当传统文化遇到了西方的科学分析方法,产生的化学反应出人意料,让人觉得对于传统文化的研究不再是云山雾绕,而是可以更为系统和爽利。

复旦大学文学系主任觉得请林子轩实在是太值了,他本身也是搞文学研究的,感触更深。

这种方法可以引进到日常的教学中来,一旦形成了一门学科,就能为学校增加底蕴。

下课后,林子轩和前来听课的教授们寒暄几句,他们前来听课,就是给自己面子,他年纪轻,不能给人倨傲的感觉。

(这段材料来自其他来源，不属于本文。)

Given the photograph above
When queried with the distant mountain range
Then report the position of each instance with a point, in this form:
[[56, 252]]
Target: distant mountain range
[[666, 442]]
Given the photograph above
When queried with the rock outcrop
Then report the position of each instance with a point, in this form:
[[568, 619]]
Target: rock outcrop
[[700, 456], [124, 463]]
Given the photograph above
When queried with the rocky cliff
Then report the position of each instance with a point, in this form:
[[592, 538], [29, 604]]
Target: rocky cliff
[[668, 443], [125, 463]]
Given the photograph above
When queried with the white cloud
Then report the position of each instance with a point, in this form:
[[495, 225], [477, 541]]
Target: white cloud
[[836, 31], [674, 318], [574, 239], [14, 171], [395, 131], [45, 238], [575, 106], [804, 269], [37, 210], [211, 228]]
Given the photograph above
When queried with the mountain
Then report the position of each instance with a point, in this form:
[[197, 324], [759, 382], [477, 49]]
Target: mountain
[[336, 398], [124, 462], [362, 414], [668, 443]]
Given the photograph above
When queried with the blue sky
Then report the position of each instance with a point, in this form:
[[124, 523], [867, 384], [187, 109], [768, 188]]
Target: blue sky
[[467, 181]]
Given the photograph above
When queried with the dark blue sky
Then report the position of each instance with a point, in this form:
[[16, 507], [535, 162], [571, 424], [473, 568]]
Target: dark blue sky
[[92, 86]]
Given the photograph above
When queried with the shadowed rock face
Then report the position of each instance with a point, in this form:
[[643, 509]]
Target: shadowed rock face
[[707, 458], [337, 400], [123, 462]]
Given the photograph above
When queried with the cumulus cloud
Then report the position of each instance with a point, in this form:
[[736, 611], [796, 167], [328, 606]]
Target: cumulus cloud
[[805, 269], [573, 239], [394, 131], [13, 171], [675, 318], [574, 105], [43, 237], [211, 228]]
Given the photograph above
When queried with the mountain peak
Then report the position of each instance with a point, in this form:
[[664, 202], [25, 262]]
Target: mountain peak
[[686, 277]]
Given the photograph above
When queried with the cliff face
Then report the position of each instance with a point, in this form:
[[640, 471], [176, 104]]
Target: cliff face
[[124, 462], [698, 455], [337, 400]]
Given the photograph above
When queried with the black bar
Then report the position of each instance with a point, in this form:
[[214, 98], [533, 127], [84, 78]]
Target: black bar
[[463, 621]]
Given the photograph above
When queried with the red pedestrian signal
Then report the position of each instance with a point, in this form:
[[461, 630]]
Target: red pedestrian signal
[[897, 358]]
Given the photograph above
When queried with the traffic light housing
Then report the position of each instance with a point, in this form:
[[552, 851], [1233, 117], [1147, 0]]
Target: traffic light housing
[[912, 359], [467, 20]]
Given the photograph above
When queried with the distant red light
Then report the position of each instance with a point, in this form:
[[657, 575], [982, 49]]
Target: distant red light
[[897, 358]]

文学系主任想让林子轩把讲稿留下来存入学校的资料室,以备将来。

他隐约觉得林子轩的这次讲课或许会给红学开启一个新的时代。

此时的复旦大学还没有校报或者杂志,不像北大有《新潮》杂志,没办法发表。

林子轩答应下来,他也需要把讲课的内容整理一下。

他不敢说自己讲的是对是错,因为在红学上很难界定真伪对错,只能是各持己见。

不过他敢肯定自己讲的是最为全面的,因为他背后有无数后世红学大师的研究成果。

这堂课虽然只是发生在复旦大学校内,但复旦大学的学生和教授会把它传播出去,逐渐影响到整个红学界。

红学界的一场变革正在悄然兴起。

第九十三章猴戏

1922年5月底,京剧名家杨晓楼应邀赴上海天蟾舞台演出。

5月27日《申报》14版《天蟾舞台昨晚宴客》一文:天蟾舞台、现已聘请梅兰方、杨晓楼、王风卿联袂由京抵沪,系由该台台主许绍卿亲自北上聘就南来。

此次南行众星璀璨,杨、梅除各自演出了拿手剧目外,并在沪首次演出了《霸王别姬》,轰动大上海。

林子轩带着家人一起去看了这场演出。

说实话,京剧不是他的菜,他这次来捧场是为了见一见杨晓楼。

演出结束后,在孟晓冬的父亲孟洪群的引荐下见到了杨晓楼,孟家也是梨园世家,在上海梨园行颇有声望。

林子轩此来是为了孙悟空的演员人选。

《大闹天宫》的主角是孙悟空,只要找到了合适的演员,其他配角都无所谓。

然而,孙悟空的演员不好找,想要把猴子演的惟妙惟肖,需要几年甚至几十年的功夫,这样一来,只能把目光转向梨园行了。

在民国时期的戏曲舞台上,孙悟空戏,俗称“猴戏”深受欢迎。

猴戏是京剧武生戏中一个特别品种,主角就一个:孙悟空。

画猴脸,动作也是专门设计的一套艺术化模仿猴子的范式,而且为了表现孙悟空的猴性与法力,更有大量高难度动作与花样,几近杂技杂耍。

它有自己的流派,分为京派和海派。

以杨晓楼为代表的“京派猴戏”主要是《安天会》、《水帘洞》、《鄱阳湖》等戏,重在功架和气度。